Supplementary Article on Stutter Optimization Stutter Scene and Stutter Analysis

Supplementary Article on Stutter Optimization Stutter Scene and Stutter Analysis #

Using the instrumentation or Profilo solutions discussed in the previous chapter, we can obtain the execution time of all the functions involved in the lag process. In most cases, these solutions are indeed very useful as they allow us to pinpoint the true cause of the lagging.

However, you must have also encountered many inexplicable lags, such as reading a 1KB file, accessing a very small asset resource, or simply creating a directory.

Why does such a seemingly simple operation take up so much time?

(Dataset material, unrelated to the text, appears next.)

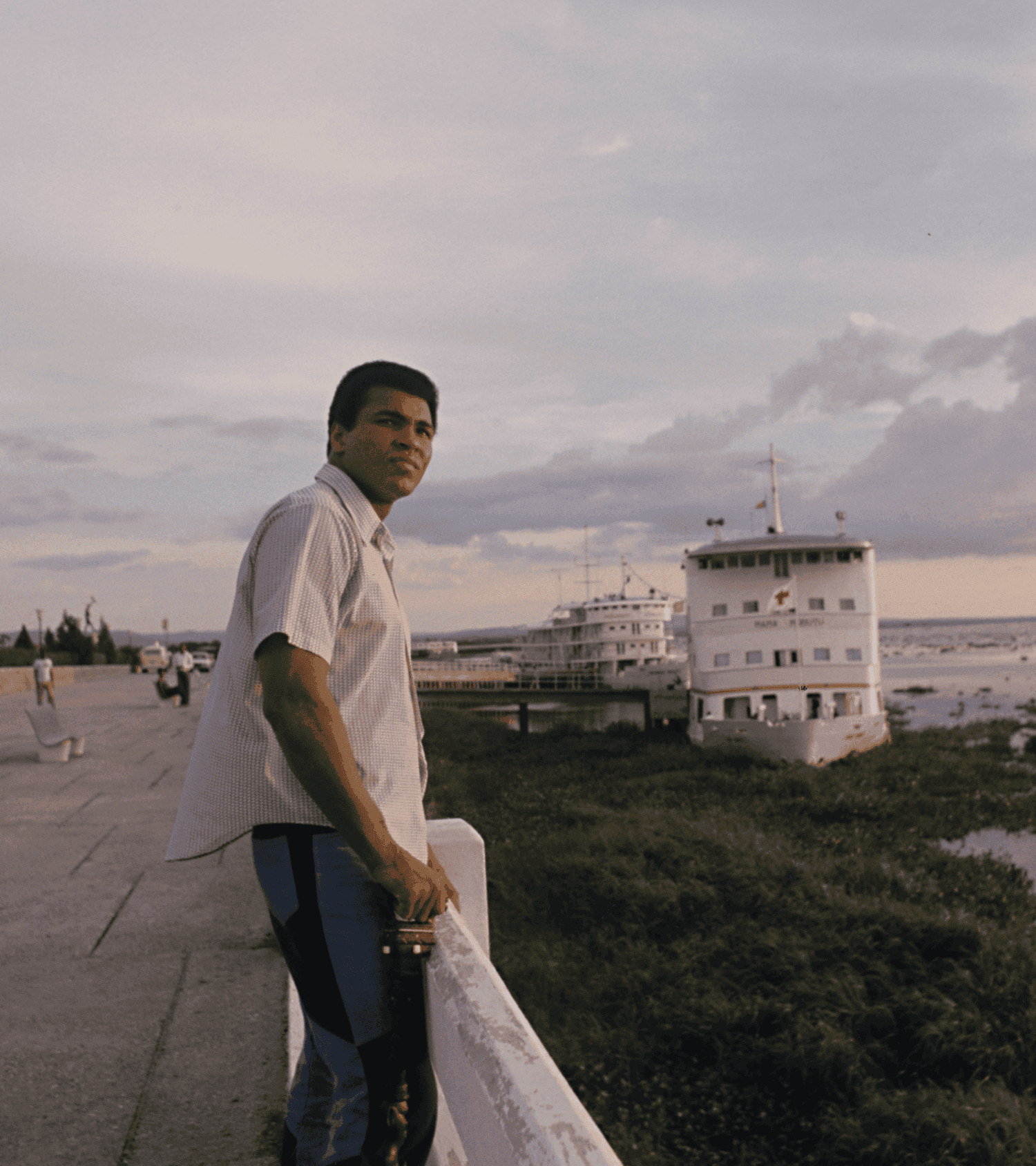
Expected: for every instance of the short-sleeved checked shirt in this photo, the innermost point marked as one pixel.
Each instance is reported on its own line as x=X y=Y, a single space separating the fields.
x=318 y=569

And how can we further identify and troubleshoot the problem by collecting more comprehensive lag scene information?

Lag Scenario #

Let me give you an example of lag that I once encountered online. Below are the specific time-consuming details.

From the graph, the onCreate function of Activity took 3 seconds, and the openNonAsset function in the Lottie animation took nearly 2 seconds. Although it reads a 30KB resource file, does it really take that long?

Today, let’s analyze this issue together.

1. Java Implementation

When further analyzing the source code related to openNonAsset, I found that there are a lot of synchronized locks inside AssetManager. First, I suspected that it was a lock problem, so next I needed to collect the status and stack traces of various threads during the lag for further analysis.

Step 1: Get Java Thread Status

By using the getState method of Thread, we can get the thread status, and at that time, the main thread was indeed in the BLOCKED state.

What is the BLOCKED state? When a thread fails to acquire the lock of the object in the following code, the thread will enter the BLOCKED state:

// Thread waits for the lock of the object
synchronized (object) {
    doSomething();
}  

WAITING, TIME_WAITING, and BLOCKED are states that need special attention. Many students may be confused about these two states: BLOCKED refers to a thread waiting to acquire a lock, which corresponds to situation one in the code below; WAITING refers to a thread waiting for the “wake-up action” of other threads, which corresponds to situation two in the code.

synchronized (object) {   // Situation one: Stuck here --> BLOCKED
    object.wait();        // Situation two: Stuck here --> WAITING
}  

However, when a thread enters the WAITING state, it not only releases CPU resources but also releases the lock it holds. For more information and explanations about the definitions and transitions of various Java thread states, you can refer to Thread.State and “Java Thread Dump Analysis”.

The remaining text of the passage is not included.